3A cultura da violência existe e cresce.Segundo essa assertiva, uma cultura
específica encapsularia a violência em certas sociedades ou civilizações. Mas a
violência não se refere aos critérios de tal ou qual civilização, nem às regras
de uma sociedade dada, nem mesmo de um tempo histórico determinado. Ela é
imanente ou presente, mesmo que limitada ou relativamente controlada, em todas
as culturas, assim como a cultura da paz. Tem outros nomes na antropologia:
reciprocidade negativa ou positiva e destruição de coisas e pessoas ou
construção de laços sociais mesmo entre inimigos, numa visão que é dicotômica
mas que não exclui a tensão permanente entre esses dois pólos nos confrontos
competitivos e conflitivos do potlacht, do esporte moderno e de muitas trocas
agônicas. Nessas trocas, as regras que impedem a completa destruição dos outros
são acordadas e vigoram para que o jogo continue. Quando a violência irrompe,
muitas vezes, por uma conjunção de ações retroalimentadas por outras ações
individuais ou coletivas, ela é governada não apenas pelo cálculo racional, mas
pela paixão ou emoção descontrolada. A violência absoluta se exalta e se
propaga indefinidamente no circuito das vinganças, mas também dos prazeres
destrutivos que se tornam viciados e excessivos.
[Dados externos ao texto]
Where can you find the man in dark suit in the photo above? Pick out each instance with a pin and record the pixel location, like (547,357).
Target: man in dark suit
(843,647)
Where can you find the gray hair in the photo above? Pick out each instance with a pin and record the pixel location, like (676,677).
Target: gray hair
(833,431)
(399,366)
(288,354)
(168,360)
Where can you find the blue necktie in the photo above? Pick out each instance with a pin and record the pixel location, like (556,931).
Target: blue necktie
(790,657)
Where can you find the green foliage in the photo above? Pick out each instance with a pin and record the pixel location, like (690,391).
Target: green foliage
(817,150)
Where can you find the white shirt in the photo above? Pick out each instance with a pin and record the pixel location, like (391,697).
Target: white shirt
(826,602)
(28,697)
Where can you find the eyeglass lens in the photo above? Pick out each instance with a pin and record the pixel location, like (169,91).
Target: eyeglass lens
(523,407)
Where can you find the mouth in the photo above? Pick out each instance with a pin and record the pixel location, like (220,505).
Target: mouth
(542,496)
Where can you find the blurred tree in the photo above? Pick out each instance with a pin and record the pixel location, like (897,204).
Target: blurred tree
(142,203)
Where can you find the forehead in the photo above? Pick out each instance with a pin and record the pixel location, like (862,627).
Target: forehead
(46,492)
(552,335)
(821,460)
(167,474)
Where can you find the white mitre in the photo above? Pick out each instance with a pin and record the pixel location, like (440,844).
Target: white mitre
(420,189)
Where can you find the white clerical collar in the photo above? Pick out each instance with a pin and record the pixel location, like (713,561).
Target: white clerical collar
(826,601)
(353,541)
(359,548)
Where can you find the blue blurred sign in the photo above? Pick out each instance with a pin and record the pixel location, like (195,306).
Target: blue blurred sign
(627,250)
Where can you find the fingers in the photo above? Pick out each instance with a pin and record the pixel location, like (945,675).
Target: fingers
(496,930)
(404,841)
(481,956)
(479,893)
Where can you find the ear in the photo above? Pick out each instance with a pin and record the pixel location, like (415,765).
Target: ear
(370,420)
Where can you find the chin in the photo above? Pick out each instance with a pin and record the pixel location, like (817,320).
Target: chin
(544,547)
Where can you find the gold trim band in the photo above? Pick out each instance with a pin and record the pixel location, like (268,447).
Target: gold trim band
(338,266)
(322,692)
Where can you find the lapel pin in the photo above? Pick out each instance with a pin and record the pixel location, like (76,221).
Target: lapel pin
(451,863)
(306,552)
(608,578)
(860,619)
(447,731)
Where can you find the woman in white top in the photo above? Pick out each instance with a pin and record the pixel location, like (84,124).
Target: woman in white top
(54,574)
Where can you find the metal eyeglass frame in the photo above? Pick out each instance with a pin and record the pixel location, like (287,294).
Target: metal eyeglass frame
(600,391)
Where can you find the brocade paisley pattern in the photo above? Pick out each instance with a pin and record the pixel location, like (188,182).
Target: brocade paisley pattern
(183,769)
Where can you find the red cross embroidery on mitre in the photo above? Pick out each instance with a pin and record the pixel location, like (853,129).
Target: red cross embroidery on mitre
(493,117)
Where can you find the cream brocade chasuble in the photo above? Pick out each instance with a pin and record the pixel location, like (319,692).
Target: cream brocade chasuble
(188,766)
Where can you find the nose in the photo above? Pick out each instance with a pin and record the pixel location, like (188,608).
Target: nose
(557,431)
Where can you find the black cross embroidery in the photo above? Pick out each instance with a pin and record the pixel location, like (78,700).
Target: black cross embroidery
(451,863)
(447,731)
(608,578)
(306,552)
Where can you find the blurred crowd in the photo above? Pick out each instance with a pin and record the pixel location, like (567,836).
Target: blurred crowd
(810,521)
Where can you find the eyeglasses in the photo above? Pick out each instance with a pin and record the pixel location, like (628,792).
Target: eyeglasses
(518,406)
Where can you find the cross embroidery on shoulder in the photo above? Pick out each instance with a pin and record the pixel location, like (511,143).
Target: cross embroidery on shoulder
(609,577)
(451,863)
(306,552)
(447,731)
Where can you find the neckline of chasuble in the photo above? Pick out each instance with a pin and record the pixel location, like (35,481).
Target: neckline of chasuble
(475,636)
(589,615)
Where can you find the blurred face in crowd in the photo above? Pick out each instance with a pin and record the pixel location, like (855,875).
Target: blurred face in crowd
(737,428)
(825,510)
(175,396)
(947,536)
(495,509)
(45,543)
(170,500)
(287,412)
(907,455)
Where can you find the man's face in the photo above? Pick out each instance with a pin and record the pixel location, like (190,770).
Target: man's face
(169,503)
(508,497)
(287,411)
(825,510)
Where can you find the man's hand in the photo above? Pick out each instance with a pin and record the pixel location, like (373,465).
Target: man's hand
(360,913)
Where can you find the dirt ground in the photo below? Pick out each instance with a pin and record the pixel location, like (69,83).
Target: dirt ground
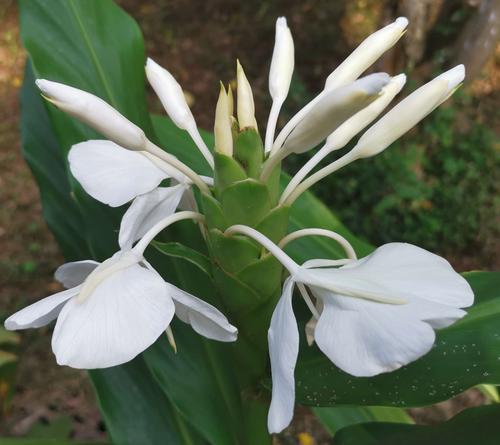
(28,253)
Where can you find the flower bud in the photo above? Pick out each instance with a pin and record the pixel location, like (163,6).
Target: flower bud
(245,106)
(342,135)
(94,112)
(408,113)
(282,62)
(222,126)
(366,54)
(332,110)
(170,94)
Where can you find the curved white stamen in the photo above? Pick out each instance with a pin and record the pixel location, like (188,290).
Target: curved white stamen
(307,298)
(346,245)
(140,247)
(279,254)
(318,176)
(105,270)
(320,262)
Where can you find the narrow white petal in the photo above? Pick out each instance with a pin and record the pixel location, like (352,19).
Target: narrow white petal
(365,338)
(74,273)
(40,313)
(283,340)
(122,317)
(146,210)
(204,318)
(112,174)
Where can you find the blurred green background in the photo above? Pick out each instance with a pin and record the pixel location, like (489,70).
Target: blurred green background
(437,187)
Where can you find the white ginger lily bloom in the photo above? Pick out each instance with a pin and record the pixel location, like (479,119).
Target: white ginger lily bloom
(115,176)
(113,311)
(376,314)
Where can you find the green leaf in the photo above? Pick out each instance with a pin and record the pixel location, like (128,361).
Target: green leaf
(464,355)
(135,409)
(178,250)
(472,426)
(337,417)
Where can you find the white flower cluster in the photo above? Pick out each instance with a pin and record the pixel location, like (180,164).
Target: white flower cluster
(369,315)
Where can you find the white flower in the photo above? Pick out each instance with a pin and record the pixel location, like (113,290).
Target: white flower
(115,310)
(95,112)
(379,313)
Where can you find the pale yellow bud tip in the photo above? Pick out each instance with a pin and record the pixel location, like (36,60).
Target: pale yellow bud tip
(222,126)
(245,105)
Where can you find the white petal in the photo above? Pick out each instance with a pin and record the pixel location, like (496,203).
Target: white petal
(203,317)
(40,313)
(283,337)
(401,271)
(146,210)
(112,174)
(365,338)
(74,273)
(122,317)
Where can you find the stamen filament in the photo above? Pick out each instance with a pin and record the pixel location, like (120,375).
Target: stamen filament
(174,162)
(346,245)
(200,143)
(308,301)
(271,124)
(140,247)
(279,254)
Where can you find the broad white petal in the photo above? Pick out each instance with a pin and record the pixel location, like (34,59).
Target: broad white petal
(283,338)
(40,313)
(74,273)
(112,174)
(146,210)
(204,318)
(365,338)
(122,317)
(404,271)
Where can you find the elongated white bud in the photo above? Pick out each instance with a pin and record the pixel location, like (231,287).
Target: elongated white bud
(174,102)
(94,112)
(245,107)
(170,94)
(280,76)
(366,54)
(282,62)
(222,126)
(334,108)
(340,137)
(408,113)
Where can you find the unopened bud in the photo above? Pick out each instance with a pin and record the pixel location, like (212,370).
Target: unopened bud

Quando baseada no massacre ou
no terror, ela inverte o mundo familiar, cria a incerteza, destrói a
previsibilidade das ações. Os olhares tornam-se vagos, não há mais terreno
seguro, perde-se o chão, o abrigo e a proteção, tal como vimos acontecer ao
vivo e em cores no dia 11 de setembro de 2001, em Nova Iorque, mas também no
Iraque e no Afeganistão. Tais ações descontroladas não são mais combates entre
duas quadrilhas ou grupos em guerra, mas verdadeiros massacres de quem não está
envolvido e não tem meios de defesa, porque os massacres acontecem dentro de
ambientes fechados (como nas torres do WTC). Esses excessos, no Brasil, são
promovidos pelos grupos de extermínio, sejam eles compostos de policiais ou
traficantes, dentro de casas, bares, favelas, onde o fator surpresa impede que
as vítimas fujam (às vezes para serem caçadas) ou se defendam com armas de
potência similar. As conseqüências sociais são catastróficas na medida em que
não é mais possível prever o comportamento alheio, deixando portanto de
funcionar os parâmetros do perigo e da ordem, assim como os fundamentos da
confiança, sem a qual não existe vínculo social positivo. Nessas situações, é o
medo sem direção, isto é, o pânico que prevalece. Atinge, embora desigualmente,
tanto os pobres e camadas médias da favela quanto os pobres e camadas médias do
asfalto, os primeiros porque estão no centro da ação de guerra e são vítimas de
crimes violentos, os segundos por estarem na periferia da ação e por serem
vítimas de crimes contra a propriedade. Uma estratégia pública muito bem
pensada e muito eficaz precisa ser montada para interromper esse circuito.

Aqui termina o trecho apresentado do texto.